Silver Chitosan Nanocomposites Analysis by FT-IR Spectrophotometry


Figure 8 Shows the FTIR spectra of the chitosan-Ag nanoparticle spheres. The bands between 3,500 cm-1 and 3294 cm-1 due to overlapping of O-H and amine N-H stretching bands. The bands between 2,925 cm-1 corresponded to the alkane C-H-stretching lipids. The bands between 1,659 and 1586 cm-1 corresponded to the amino groups of amide. 1715 (C = O stretching). The bands between 1450, 1376, and 1318 cm-1 for C-H bending. Of 1000 - 1157 cm-1 (CO stretching) were common in spectra due to the chitosan backbone. The peaks observed at 845, 751, 665 and 604 cm-1 correspond to C-H stretching of alkenes. The FTIR spectrum of chitosan shows O-H stretching at 3,243 cm-1, C-H and C-N stretching at 2,925 cm-1, N-H bending at 1,637 cm-1, N-H angular deformation in CO NH plane at 1,544 cm-1 and C-O-C band stretching at 1,141 cm-1.

TEM Analysis


The natural polymer chitosan nucleates, as well as stabilizes the silver nanoparticles formed and, thus, prevents aggregation of silver nanoparticles. The reason is the excellent chelating property of chitosan backbone, which binds the silver to it. Here it is reduced by NaOH and stabilized by the chitosan chains [15]. TEM micrographs shown in Figure 9 clearly depict the uniformly distributed silver nanoparticles embedded in chitosan. All particles exhibits poly dispersed and semi spherical morphology, the silver nanoparticles are visible as dark spots inside the chitosan-Ag nanoparticle with size approximately between 8 and 30 nm.
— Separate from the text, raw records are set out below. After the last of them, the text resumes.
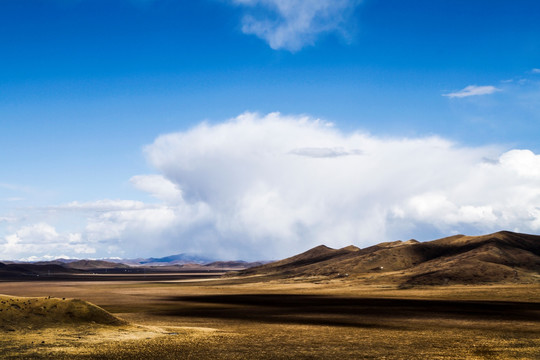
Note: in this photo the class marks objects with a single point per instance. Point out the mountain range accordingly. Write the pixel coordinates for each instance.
(494, 258)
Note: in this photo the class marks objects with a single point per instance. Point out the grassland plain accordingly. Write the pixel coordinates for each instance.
(278, 319)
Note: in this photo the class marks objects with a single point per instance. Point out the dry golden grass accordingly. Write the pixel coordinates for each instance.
(243, 319)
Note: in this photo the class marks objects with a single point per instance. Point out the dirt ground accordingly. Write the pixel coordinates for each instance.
(246, 319)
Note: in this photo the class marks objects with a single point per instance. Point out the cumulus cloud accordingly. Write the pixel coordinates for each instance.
(157, 186)
(262, 201)
(324, 152)
(263, 187)
(42, 241)
(473, 90)
(101, 205)
(293, 24)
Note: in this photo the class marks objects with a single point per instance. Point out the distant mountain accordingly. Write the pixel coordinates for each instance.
(500, 257)
(94, 264)
(175, 260)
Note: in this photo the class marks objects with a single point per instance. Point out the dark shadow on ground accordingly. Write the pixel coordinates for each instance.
(343, 311)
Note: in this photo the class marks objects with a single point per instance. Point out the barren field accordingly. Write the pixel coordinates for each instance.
(246, 319)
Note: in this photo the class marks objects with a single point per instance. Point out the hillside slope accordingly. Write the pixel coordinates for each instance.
(500, 257)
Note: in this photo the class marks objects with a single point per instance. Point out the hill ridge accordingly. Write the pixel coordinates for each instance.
(502, 256)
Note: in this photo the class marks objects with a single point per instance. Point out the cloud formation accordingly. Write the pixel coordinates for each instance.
(293, 24)
(473, 90)
(266, 187)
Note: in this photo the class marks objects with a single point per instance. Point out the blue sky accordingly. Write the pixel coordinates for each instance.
(88, 87)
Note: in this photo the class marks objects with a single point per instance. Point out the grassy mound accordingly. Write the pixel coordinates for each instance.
(29, 313)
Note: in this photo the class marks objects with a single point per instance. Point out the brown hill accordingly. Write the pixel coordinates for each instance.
(304, 262)
(460, 259)
(30, 313)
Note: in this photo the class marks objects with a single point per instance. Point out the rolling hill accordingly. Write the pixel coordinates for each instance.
(500, 257)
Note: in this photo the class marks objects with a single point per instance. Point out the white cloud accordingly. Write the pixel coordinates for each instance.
(101, 205)
(293, 24)
(39, 241)
(157, 186)
(473, 90)
(263, 201)
(263, 187)
(324, 152)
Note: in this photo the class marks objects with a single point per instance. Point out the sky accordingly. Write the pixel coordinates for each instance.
(257, 129)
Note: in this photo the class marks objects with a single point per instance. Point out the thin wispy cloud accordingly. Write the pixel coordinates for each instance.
(473, 90)
(294, 24)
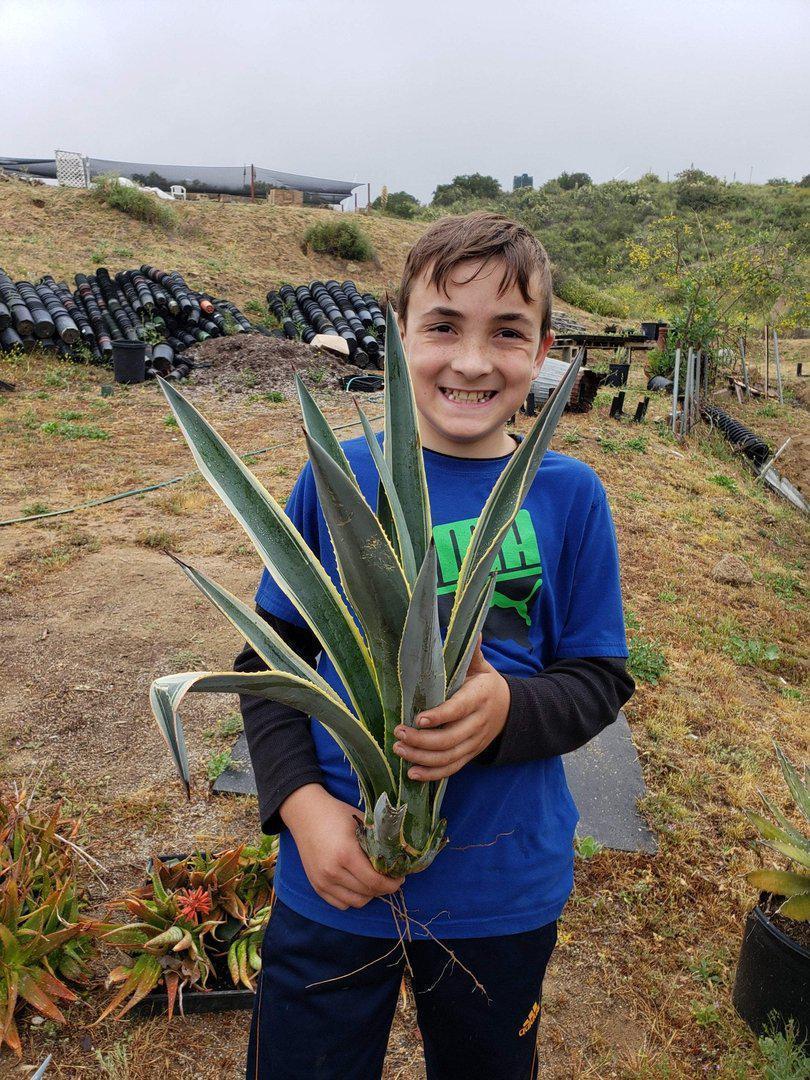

UV-Vis Spectroscopy Analysis


UV-Vis spectroscopic analysis is commonly used method to identify the formation of metal nanoparticles by analyzing the unique optical properties which depends on the size and the shape of the nanoparticles [46]. When AgNO3 was mixed with chitosan solution, Ag+ ions could be bound to chitosan macromolecules via electrostatic interactions, because the electron-rich oxygen atoms of polar hydroxyl and ether groups of chitosan are expected to interact with electropositive transition metal cations [47]. Ag nanoparticles were formed by reduction of Ag+ using chitosan as both reducing as well as stabilizing agent and the process was accelerated by the use of NaOH. The colour of the solution changed from yellow to brown by NaOH indicating the formation of Ag nanoparticles [48]. The characteristic brown colour of colloidal silver solution is due to the excitation of surface plasmon vibrations in the nanoparticle and provides a convenient spectroscopic signature of their formation [39]. The UV-Vis spectrum of chitosan-Ag nanoparticle exhibited a strong absorption band at 400 nm (Figure 10). This is due to the strong surface plasmon resonance (SPR) shown by silver nanoparticles. Similar results were 400 nm obtained by [15].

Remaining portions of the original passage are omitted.